To get the WebAssembly code in the form of a JavaScript array, I combined xxd and sed:

xxd -c 10000 -p hello.wasm  | sed -e 's/\w\w/0x\0, /g'

<html>
  <script type="text/javascript">
    var wasmCode = new Uint8Array([0x00, 0x61, 0x73, 0x6d, 0x01, 0x00, 0x00, 0x00, 0x01, 0x85, 0x80, 0x80, 0x80, 0x00, 0x01, 0x60, 0x00, 0x01, 0x7f, 0x02, 0x8f, 0x80, 0x80, 0x80, 0x00, 0x01, 0x03, 0x65, 0x6e, 0x76, 0x06, 0x6d, 0x65, 0x6d, 0x6f, 0x72, 0x79, 0x02, 0x00, 0x01, 0x03, 0x82, 0x80, 0x80, 0x80, 0x00, 0x01, 0x00, 0x04, 0x84, 0x80, 0x80, 0x80, 0x00, 0x01, 0x70, 0x00, 0x00, 0x07, 0x89, 0x80, 0x80, 0x80, 0x00, 0x01, 0x05, 0x68, 0x65, 0x6c, 0x6c, 0x6f, 0x00, 0x00, 0x09, 0x81, 0x80, 0x80, 0x80, 0x00, 0x00, 0x0a, 0x8a, 0x80, 0x80, 0x80, 0x00, 0x01, 0x84, 0x80, 0x80, 0x80, 0x00, 0x00, 0x41, 0x10, 0x0b, 0x0b, 0xa6, 0x80, 0x80, 0x80, 0x00, 0x03, 0x00, 0x41, 0x04, 0x0b, 0x04, 0x30, 0x27, 0x00, 0x00, 0x00, 0x41, 0x0c, 0x0b, 0x04, 0x00, 0x00, 0x00, 0x00, 0x00, 0x41, 0x10, 0x0b, 0x0e, 0x48, 0x65, 0x6c, 0x6c, 0x6f, 0x20, 0x57, 0x6f, 0x72, 0x6c, 0x64, 0x20, 0x21, 0x00]);

    function makeStringFromASCIICodes(memory, pointer) {
      let s = "";
      for (i = pointer; memory[i]!==0; i++) {
        s += String.fromCharCode(memory[i]);
      }
      return s;
    }

    let wasmMemory = new WebAssembly.Memory({ initial: 1 });
    let wasmModule = new WebAssembly.Instance(new WebAssembly.Module(wasmCode), {env: {memory: wasmMemory}});
    let memory = new Uint8Array(wasmMemory.buffer);
    let pointer = wasmModule.exports.hello();
    alert(makeStringFromASCIICodes(memory, pointer));
  </script>
</html>

Job done ! It was a bit more complicated that I imagined, but we got there.

WebAssembly certainly has a lot of potential.

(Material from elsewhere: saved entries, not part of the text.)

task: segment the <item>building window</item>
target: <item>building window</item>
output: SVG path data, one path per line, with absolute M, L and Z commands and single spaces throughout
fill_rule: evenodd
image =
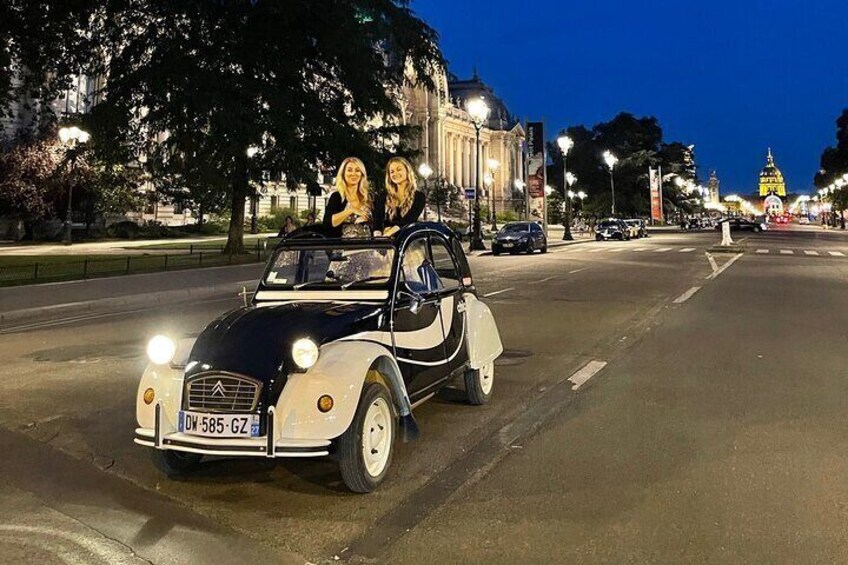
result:
M 271 213 L 272 214 L 277 211 L 277 206 L 278 206 L 277 197 L 272 196 L 271 197 Z
M 174 202 L 174 215 L 180 216 L 185 213 L 185 204 L 182 202 Z
M 289 208 L 292 210 L 297 210 L 297 196 L 289 197 Z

But the promise of a universal execution environment for Web clients was not far from the main "raison d'être" for Java at its beginnings. I hope that WebAssembly does not herald the return of applets finally become "cool", in one of the repetitions of history that are often seen in IT.

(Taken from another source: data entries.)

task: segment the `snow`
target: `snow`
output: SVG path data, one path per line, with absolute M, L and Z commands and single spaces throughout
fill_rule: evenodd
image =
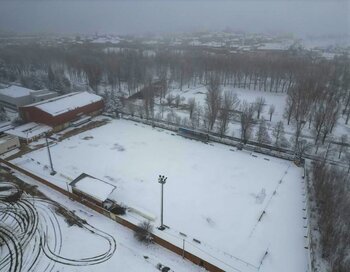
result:
M 98 37 L 98 38 L 92 40 L 91 43 L 96 43 L 96 44 L 105 44 L 105 43 L 118 44 L 118 43 L 120 43 L 120 39 L 118 37 Z
M 86 136 L 93 138 L 83 140 Z M 59 142 L 51 153 L 55 177 L 43 167 L 48 164 L 45 149 L 14 162 L 62 188 L 64 177 L 82 172 L 108 179 L 118 187 L 109 198 L 155 215 L 160 213 L 157 178 L 166 175 L 164 223 L 170 229 L 157 235 L 182 246 L 180 232 L 186 234 L 187 250 L 225 271 L 257 271 L 266 250 L 259 271 L 306 271 L 302 169 L 292 162 L 268 161 L 126 120 Z
M 52 127 L 35 122 L 27 123 L 5 131 L 8 135 L 14 135 L 22 139 L 32 139 L 52 131 Z
M 35 271 L 44 271 L 49 266 L 52 271 L 63 272 L 155 272 L 159 271 L 156 268 L 158 263 L 169 266 L 176 272 L 203 271 L 198 266 L 187 260 L 183 260 L 180 256 L 158 245 L 145 246 L 140 244 L 135 240 L 133 232 L 129 229 L 88 209 L 84 205 L 62 197 L 61 194 L 47 188 L 41 183 L 18 172 L 15 172 L 15 175 L 29 184 L 38 186 L 39 190 L 47 197 L 63 205 L 78 217 L 86 220 L 89 224 L 84 228 L 69 226 L 65 222 L 65 219 L 55 212 L 50 203 L 31 196 L 26 198 L 27 202 L 32 203 L 38 211 L 39 229 L 44 233 L 48 233 L 48 236 L 45 237 L 47 239 L 47 245 L 53 251 L 59 247 L 60 256 L 73 261 L 79 259 L 89 261 L 96 257 L 101 258 L 101 255 L 103 256 L 114 243 L 116 246 L 114 253 L 111 254 L 108 260 L 94 265 L 64 265 L 51 261 L 44 254 L 40 254 Z M 106 237 L 108 237 L 108 240 L 105 239 Z M 23 258 L 26 264 L 30 264 L 36 258 L 39 244 L 37 240 L 31 240 L 27 246 L 27 250 L 23 250 Z M 0 258 L 5 253 L 5 251 L 0 251 Z
M 114 185 L 89 176 L 78 180 L 76 183 L 73 181 L 73 183 L 73 187 L 88 195 L 91 195 L 101 202 L 105 201 L 115 189 Z
M 12 98 L 29 96 L 32 92 L 35 92 L 35 91 L 24 87 L 15 86 L 15 85 L 9 86 L 5 89 L 0 89 L 1 95 L 6 95 Z
M 266 43 L 262 46 L 259 46 L 258 49 L 262 50 L 287 50 L 290 44 L 283 43 Z
M 0 134 L 11 128 L 13 128 L 11 122 L 0 122 Z
M 273 114 L 274 120 L 282 120 L 283 112 L 286 104 L 287 95 L 285 93 L 276 93 L 276 92 L 264 92 L 264 91 L 256 91 L 256 90 L 248 90 L 244 88 L 234 88 L 232 86 L 223 86 L 222 91 L 232 91 L 236 93 L 240 101 L 246 100 L 249 103 L 254 103 L 257 97 L 265 98 L 265 108 L 262 116 L 265 119 L 269 119 L 268 110 L 270 105 L 275 106 L 275 112 Z M 183 91 L 179 89 L 171 90 L 171 93 L 175 96 L 179 94 L 180 96 L 185 98 L 185 102 L 187 103 L 189 98 L 195 98 L 196 102 L 199 102 L 202 106 L 205 105 L 205 97 L 207 93 L 207 87 L 203 85 L 199 85 L 196 87 L 186 88 Z M 188 111 L 187 111 L 188 115 Z
M 27 105 L 26 107 L 36 107 L 53 116 L 60 115 L 67 111 L 84 107 L 90 103 L 101 101 L 102 97 L 88 92 L 75 92 L 62 95 L 43 102 Z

Being the logical evolution of minification and use of Javascript or asm.js as compilation targets, WebAssembly unfortunately participates in the loss of openness on the Web: we are farther and farther from the Web of free information sharing, the Web where you could know how any site was made by looking at the source code directly in your browser, the Web where the eternal CRUD application was not a "fat client" in my browser.

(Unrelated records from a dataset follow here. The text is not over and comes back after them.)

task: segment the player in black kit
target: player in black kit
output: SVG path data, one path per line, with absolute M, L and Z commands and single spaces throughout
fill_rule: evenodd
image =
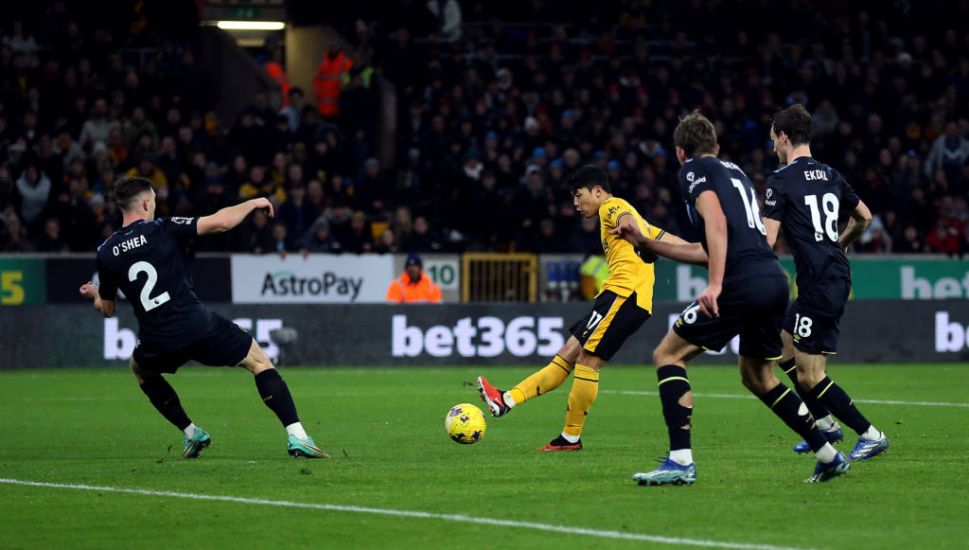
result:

WebAssembly risks being used for things where one can wonder what gain it brings compared to native code, apart from control over code distribution. At a time when DRM has also reached universal support in browsers, I fear WebAssembly could be one of the blocks that allows trapping users more and more in an environment they have no control over. One of the blocks that enables further acceleration of the "cloudification" of software and data, that is to say of service as a software substitute, robbing users of the possibility of knowing what is done with their data, of verifying what code runs, of modifying that code, and of knowing that features available today will still be available tomorrow.

On the other hand, if WebAssembly, in the same spirit as what HTML5 has started, can help replace some applications with "augmented" websites, I'll be very happy.

I hope we can collectively find the right balance, but I expect a hard battle.